Comment by: jtkrogel
As far as I can tell, the H5 file is valid; it just contains what we currently consider to be irrelevant information. It seems clear that QMCPACK is mishandling the file (same file but complex works and real doesn't).
The bigger question I have is whether this mishandling is generic of large file sizes, i.e. will we run into this routinely in the future in say 256-512 atom defect cells of NiO? I think we should still track down and patch the source of this mishandling.
Comment by: prckent
I think we need to narrow down the difference further (or at least I need to understand it better).

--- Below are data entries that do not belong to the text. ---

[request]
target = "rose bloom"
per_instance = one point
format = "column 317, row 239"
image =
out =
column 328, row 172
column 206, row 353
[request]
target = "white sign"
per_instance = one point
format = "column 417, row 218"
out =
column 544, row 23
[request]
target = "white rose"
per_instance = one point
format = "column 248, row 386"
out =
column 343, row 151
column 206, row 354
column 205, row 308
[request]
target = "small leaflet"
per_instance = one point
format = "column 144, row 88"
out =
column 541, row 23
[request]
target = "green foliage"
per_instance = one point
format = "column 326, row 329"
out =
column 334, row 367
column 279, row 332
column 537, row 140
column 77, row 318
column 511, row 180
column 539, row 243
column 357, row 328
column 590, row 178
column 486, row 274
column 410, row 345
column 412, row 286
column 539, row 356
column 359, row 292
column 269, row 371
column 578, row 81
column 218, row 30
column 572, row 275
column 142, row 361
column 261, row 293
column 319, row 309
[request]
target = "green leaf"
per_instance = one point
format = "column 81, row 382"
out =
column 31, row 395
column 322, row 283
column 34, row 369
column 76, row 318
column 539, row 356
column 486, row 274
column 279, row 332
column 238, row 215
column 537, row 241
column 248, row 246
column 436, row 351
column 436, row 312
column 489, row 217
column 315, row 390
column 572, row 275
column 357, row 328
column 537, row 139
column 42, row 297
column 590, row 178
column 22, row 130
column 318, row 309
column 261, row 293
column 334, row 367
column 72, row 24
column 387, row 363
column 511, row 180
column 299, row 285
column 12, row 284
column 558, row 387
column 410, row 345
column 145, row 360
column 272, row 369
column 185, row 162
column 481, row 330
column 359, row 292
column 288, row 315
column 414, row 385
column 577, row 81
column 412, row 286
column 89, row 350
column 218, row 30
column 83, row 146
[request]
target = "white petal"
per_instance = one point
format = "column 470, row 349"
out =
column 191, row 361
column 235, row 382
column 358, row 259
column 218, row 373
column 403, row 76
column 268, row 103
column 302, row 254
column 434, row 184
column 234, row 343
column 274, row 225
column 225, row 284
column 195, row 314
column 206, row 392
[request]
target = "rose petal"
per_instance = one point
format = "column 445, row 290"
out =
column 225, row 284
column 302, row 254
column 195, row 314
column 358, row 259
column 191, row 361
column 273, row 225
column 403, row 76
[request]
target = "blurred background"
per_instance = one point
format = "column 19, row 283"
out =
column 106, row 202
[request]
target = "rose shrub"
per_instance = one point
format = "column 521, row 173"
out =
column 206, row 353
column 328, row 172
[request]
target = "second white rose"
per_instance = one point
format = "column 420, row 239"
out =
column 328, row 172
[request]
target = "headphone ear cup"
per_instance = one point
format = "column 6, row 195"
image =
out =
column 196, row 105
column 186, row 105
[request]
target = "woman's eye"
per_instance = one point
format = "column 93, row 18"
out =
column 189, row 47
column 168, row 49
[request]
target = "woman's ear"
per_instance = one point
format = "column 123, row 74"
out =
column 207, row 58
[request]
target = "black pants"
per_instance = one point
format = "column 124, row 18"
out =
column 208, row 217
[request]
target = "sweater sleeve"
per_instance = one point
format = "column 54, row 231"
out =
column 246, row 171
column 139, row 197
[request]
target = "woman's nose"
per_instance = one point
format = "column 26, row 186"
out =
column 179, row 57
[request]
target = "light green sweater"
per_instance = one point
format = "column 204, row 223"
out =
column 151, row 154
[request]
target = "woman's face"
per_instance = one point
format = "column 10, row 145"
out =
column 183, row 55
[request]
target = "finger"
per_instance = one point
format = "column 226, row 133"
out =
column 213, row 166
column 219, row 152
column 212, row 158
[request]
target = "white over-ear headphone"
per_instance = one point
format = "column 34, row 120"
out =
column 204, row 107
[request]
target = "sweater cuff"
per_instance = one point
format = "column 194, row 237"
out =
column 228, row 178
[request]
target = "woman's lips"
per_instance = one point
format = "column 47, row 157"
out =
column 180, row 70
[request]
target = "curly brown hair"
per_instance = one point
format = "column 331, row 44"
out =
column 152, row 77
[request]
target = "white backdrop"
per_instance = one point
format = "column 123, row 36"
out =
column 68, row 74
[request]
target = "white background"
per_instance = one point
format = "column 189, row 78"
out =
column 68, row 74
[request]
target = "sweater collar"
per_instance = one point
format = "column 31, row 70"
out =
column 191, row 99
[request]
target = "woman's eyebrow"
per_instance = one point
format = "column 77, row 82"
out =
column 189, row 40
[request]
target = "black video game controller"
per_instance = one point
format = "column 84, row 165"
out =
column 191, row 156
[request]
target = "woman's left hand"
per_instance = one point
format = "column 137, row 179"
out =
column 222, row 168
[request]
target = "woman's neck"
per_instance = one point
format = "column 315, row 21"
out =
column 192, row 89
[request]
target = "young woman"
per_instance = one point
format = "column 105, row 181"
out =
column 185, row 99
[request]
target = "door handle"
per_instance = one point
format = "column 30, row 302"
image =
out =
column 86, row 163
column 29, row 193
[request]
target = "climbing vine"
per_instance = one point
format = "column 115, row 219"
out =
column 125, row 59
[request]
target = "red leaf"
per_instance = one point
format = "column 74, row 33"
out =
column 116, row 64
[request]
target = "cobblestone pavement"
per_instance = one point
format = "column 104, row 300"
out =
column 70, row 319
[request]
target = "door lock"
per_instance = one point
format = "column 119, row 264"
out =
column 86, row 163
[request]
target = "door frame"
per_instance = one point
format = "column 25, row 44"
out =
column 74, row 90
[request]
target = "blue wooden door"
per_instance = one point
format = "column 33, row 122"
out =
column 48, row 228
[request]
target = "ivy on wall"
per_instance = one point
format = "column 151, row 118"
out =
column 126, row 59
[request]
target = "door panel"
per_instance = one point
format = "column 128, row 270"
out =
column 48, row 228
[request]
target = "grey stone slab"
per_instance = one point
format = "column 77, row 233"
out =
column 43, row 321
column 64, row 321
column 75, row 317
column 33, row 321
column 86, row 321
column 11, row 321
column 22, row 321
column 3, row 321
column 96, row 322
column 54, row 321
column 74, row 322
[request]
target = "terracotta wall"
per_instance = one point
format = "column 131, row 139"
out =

e.g. Is the file being read incorrectly or somehow processed incorrectly internally after reading?
Could we be near an integer limit somewhere, hence the apparent "large file" dependency?
Have we reproduced this problem on enough different systems that we can claim it is not (say) a problem with a particular HDF5 version and installation?
Comment by: prckent
@
jtkrogel Are the kinetic energies of the orbitals in the two files identical?
Comment by: jtkrogel
We've also regenerated the orbital file w/ psir=.false. on EOS using QE 5.1. The file size is 3.4GB as expected.
The large change in energy and variance is still present for this file (will refer to this file as "vol0.98_eos_small"): dmcJ0_real_twist0 series 0 -2177.251376 +/- 3.313361 1383981.935105 +/- 56682.731771 635.6556
Rerunning Ye's small file ("vol0.98_mira_small") on EOS does not present the problem, consistent w/ Ye's runs: dmcJ0_real_twist0 series 0 -2554.890268 +/- 0.081604 399.433829 +/- 4.111847 0.1563
I've calculated the per orbital kinetic energy by directly summing the coefficients (and k^2) with a Python tool of mine. The largest KE difference across all orbitals in the two files above is 0.5 mHa. Typical KE's per orbital range from 0.5-8.0 Ha.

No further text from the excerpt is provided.